L’art. 3 della L. 604/1966 stabilisce che il giustificato motivo oggettivo del licenziamento consiste in ragioni inerenti all'attività produttiva, all'organizzazione del lavoro e al regolare funzionamento di essa.

Ai sensi dell’art. 5 L. 604/1966 l’onere della prova della sussistenza del giustificato motivo oggettivo, che deve essere specificato nella stessa comunicazione di licenziamento, è posto a carico del datore di lavoro.

Affinché sia configurabile un licenziamento per giustificato motivo oggettivo è necessario che ricorrano contemporaneamente acuni requisiti, quali:

A) una riorganizzazione aziendale effettiva e concreta che determini la soppressione di uno o più specifici posti di lavoro (come la chiusura di un ufficio o di un reparto o la stessa cessazione dell'attività di impresa);

B) il nesso di causalità tra l’esigenza aziendale che determina la soppressione dello specifico posto di lavoro e il licenziamento di quel certo lavoratore;

C) l’impossibilità di ricollocare il lavoratore adibendolo a mansioni equivalenti o, in subordine, di livello inferiore, cioè di attuare il c.d. repêchage (requisito questo di elaborazione giurisprudenziale).

IL CASO AFFRONTATO

Una lavoratrice ha impugnato il suo licenziamento avanti  il Tribunale di Mantova, Sezione Lavoro, ritenendolo illegittimo poichè la società datrice di lavoro non le aveva prospettato, in alternativa al licenziamento, una diversa mansione, anche inferiore a quella svolta, oppure una riduzione dell'orario di lavoro.

LA SENTENZA DEL TRIBUNALE DI MANTOVA

Il Tribunale di Mantova, Sez.

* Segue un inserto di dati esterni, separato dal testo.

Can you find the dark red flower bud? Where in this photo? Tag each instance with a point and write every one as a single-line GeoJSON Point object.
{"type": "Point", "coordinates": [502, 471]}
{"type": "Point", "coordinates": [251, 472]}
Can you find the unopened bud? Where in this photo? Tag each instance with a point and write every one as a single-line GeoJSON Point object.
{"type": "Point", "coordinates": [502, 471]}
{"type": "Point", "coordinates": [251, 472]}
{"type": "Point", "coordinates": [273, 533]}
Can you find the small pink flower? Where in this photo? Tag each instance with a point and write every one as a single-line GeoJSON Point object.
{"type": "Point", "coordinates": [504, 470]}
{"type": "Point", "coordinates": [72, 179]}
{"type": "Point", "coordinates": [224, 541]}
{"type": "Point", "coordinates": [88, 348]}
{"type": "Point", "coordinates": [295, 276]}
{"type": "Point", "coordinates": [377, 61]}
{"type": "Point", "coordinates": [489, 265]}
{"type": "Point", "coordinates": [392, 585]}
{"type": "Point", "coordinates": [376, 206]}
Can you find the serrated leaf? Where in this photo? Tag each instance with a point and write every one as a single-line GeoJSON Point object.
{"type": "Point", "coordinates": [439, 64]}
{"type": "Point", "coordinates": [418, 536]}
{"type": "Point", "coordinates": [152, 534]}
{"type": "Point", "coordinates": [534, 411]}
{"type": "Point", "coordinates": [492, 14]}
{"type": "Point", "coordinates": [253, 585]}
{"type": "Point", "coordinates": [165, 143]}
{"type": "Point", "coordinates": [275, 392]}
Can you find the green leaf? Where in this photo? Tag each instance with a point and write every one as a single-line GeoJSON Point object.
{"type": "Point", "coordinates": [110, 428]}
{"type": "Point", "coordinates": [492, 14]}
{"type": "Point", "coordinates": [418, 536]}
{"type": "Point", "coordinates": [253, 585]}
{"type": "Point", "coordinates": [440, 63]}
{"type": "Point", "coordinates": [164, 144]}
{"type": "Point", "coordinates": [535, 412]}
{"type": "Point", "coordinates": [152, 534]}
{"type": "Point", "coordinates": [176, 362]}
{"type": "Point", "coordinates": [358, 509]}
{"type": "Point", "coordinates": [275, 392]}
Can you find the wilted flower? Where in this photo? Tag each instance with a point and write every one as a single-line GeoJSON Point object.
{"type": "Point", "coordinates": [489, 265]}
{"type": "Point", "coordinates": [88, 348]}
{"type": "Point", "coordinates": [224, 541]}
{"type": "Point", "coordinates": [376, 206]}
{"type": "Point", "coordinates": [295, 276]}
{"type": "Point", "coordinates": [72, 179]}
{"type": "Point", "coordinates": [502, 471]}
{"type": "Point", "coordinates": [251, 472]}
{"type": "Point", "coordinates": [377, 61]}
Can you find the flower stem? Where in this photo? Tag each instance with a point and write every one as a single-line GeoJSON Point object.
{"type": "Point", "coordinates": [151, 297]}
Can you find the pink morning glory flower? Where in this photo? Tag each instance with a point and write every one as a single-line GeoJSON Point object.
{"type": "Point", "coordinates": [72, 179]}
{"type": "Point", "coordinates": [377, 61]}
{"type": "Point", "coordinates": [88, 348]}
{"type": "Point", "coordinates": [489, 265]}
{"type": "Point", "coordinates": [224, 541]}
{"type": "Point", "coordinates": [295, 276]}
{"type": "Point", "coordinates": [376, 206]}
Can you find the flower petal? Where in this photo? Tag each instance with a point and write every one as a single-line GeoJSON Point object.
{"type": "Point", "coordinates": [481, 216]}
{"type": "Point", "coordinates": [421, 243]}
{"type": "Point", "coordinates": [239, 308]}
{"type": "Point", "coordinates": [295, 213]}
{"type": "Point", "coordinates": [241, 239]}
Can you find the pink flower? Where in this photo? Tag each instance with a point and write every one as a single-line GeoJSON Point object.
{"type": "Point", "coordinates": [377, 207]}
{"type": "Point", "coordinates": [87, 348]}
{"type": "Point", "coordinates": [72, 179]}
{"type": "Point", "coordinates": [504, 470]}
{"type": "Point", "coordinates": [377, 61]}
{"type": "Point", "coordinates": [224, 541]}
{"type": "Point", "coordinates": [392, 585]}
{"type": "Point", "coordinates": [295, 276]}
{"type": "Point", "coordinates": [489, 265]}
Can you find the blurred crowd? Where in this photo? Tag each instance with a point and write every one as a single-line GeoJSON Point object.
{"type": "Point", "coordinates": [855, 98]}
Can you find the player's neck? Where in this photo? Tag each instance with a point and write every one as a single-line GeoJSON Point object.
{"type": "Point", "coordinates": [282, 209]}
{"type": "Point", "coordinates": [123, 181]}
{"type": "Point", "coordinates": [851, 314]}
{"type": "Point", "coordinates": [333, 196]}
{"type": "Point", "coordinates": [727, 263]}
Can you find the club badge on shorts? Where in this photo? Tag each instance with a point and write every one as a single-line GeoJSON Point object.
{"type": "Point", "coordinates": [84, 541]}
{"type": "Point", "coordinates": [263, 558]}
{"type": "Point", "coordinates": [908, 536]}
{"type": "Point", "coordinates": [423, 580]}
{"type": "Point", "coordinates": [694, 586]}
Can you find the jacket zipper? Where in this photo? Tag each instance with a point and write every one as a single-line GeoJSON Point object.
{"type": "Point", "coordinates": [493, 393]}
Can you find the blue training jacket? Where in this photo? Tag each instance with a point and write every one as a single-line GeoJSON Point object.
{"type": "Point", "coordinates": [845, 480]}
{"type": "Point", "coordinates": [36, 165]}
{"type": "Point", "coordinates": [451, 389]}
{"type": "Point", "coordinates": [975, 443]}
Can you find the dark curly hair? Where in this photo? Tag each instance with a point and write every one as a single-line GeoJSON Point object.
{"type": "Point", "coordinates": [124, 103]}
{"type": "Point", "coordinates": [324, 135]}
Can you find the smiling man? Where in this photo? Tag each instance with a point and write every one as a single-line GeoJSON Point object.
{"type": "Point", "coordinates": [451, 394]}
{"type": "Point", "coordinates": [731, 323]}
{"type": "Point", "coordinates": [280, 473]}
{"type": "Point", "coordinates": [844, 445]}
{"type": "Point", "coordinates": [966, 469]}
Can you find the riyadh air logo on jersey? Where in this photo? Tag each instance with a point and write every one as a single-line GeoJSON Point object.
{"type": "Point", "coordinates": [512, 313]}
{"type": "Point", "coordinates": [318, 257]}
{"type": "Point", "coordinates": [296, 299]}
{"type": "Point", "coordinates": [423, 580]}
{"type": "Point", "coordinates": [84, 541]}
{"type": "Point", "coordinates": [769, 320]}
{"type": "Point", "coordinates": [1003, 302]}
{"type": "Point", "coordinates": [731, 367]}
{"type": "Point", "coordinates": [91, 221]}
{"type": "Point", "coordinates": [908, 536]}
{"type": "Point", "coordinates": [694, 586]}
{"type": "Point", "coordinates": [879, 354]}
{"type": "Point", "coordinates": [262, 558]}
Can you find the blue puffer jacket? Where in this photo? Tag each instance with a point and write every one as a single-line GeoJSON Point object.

Lavoro, con la sentenza n. 122 del 17 luglio 2023 (a questo link), aderendo alla giurisprudenza maggioritaria, ha ritenuto illegittimo il licenziamento poichè era stato intimato per giustificato motivo oggettivo, senza che nessuna offerta di diverso reimpiego, anche ad altre mansioni, fosse stata proposta alla ricorrente.

Non solo: la società resistente aveva mantenuto in servizio impiegati amministrativi che avevano minore anzianità di servizio, senza quindi rispettare i criteri di scelta nella individuazione dei dipendenti da licenziare per giustificato motivo oggettivo ricavati  dall'interpretazione analogica fornita dalla L. n.223/91.

Sulla scorta di tali argomenti ha condannato la società datrice di lavoro al risarcimento del danno in favore della dipendente ed al pagamento delle spese legali.

CONCLUSIONI

La natura di "estremo rimedio" del licenziamento impone al datore di lavoro un onere probatorio ulteriore  rispetto all’effettività della ragione economico-organizzativa e al nesso causale, costituito dall’impossibilità di ricollocare il lavoratore all’interno dell’organizzazione aziendale.

Il lavoratore, la cui mansione sia stata soppressa, deve tendenzialmente essere adibito a mansioni equivalenti, cioè diverse ma rientranti all’interno dell’inquadramento contrattuale a lui spettante.

Tuttavia, nel caso in cui nell'organizzazione aziendale non sussistano o non siano disponibili mansioni equivalenti, il lavoratore potrà essere destinato anche a mansioni inferiori al suo livello di inquadramento, coerentemente con la preferibilità di un demansionamento rispetto al licenziamento (c.d. demansionamento conservativo), ai sensi dell'art. 2103 c.c., come novellato dal D. Lgs. 81/2015 (nell'ambito della riforma conosciuta come Jobs act).

Il datore di lavoro, inoltre, deve giustificare, in concreto, in applicazione della regola di buona fede ex artt. 1175 e 1375 c.c., la scelta del lavoratore da licenziare tra quelli occupati in posizioni di piena fungibilità: secondo il diritto vivente la scelta deve avvenire in conformità ai criteri previsti per l’individuazione dei lavoratori nei licenziamenti collettivi dall’art. 5 L. 223/1991 e, dunque, ai criteri individuati dalla contrattazione collettiva, in assenza dei quali si deve far riferimento ai carichi di famiglia ed all’anzianità di servizio.